Professor Allan Pacey, Professor of Andrology at the University of Sheffield, who describes the findings as “intriguing”, says: “This is an interesting study which provides further evidence to support the theory that some characteristics can be passed by sperm from a father to his children, without altering the basic structure of the genetic code.” He adds: “The fact that such significant differences can be found in the epigenetic markers of lean and obese men is intriguing and in my opinion worthy of more detailed investigation.
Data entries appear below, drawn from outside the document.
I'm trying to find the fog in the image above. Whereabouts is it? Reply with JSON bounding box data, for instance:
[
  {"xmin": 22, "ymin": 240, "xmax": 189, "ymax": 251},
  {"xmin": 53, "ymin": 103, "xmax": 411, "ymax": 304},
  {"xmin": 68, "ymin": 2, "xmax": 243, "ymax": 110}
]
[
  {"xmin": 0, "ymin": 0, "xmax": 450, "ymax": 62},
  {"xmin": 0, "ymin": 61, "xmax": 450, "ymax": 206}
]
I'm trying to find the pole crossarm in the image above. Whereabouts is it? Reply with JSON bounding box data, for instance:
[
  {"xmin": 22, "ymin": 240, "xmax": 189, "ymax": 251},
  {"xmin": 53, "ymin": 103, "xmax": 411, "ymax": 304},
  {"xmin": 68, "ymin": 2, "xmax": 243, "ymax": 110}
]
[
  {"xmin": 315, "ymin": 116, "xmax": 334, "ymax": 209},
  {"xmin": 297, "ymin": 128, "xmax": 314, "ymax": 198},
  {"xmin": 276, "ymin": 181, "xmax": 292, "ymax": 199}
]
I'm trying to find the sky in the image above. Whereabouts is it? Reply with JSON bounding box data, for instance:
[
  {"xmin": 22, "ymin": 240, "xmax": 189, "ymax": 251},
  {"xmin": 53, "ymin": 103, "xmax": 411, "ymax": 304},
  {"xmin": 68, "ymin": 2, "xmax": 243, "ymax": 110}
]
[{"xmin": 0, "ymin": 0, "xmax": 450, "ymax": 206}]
In addition, the fact that changes can be seen in men before and after significant weight loss also adds some validity to the findings.”

However, Professor Pacey cautions that it is too early to conclude what the observations could mean for human health and reproduction at this point, and encourages further research.

He adds: “Until we know more, would-be parents should just aim to be as healthy as possible at the time of conception and not be drawn to faddy diets or other activities in order to try and influence the health of their children in ways we don’t properly understand.”

Professor Marcus Pembrey, Emeritus Professor of Paediatric Genetics, Institute of Child Health, UCL, and Visiting Professor, University of Bristol, says: “The similar correlation between father’s and mother’s BMI and that of their offspring has been a puzzle, given that the mother nurtures the baby in the womb and into infancy.”

Baby Sleeping

He describes the study as “the first comprehensive epigenetic profiling of human sperm in relation to obesity” and says it has set the ball rolling in terms of investigation into the effects of obesity on sperm. He adds that, while showing obesity-related epigenetic changes in sperm is a long way from knowing how and if these changes contribute to the paternal effect on offspring BMI, it shouldn’t stop fathers from setting a good example to their children by keeping their weight in check.

Dr Barres adds: “When a woman is pregnant she should take care of herself. But if the implication of our study holds true, then recommendations should be directed towards men too."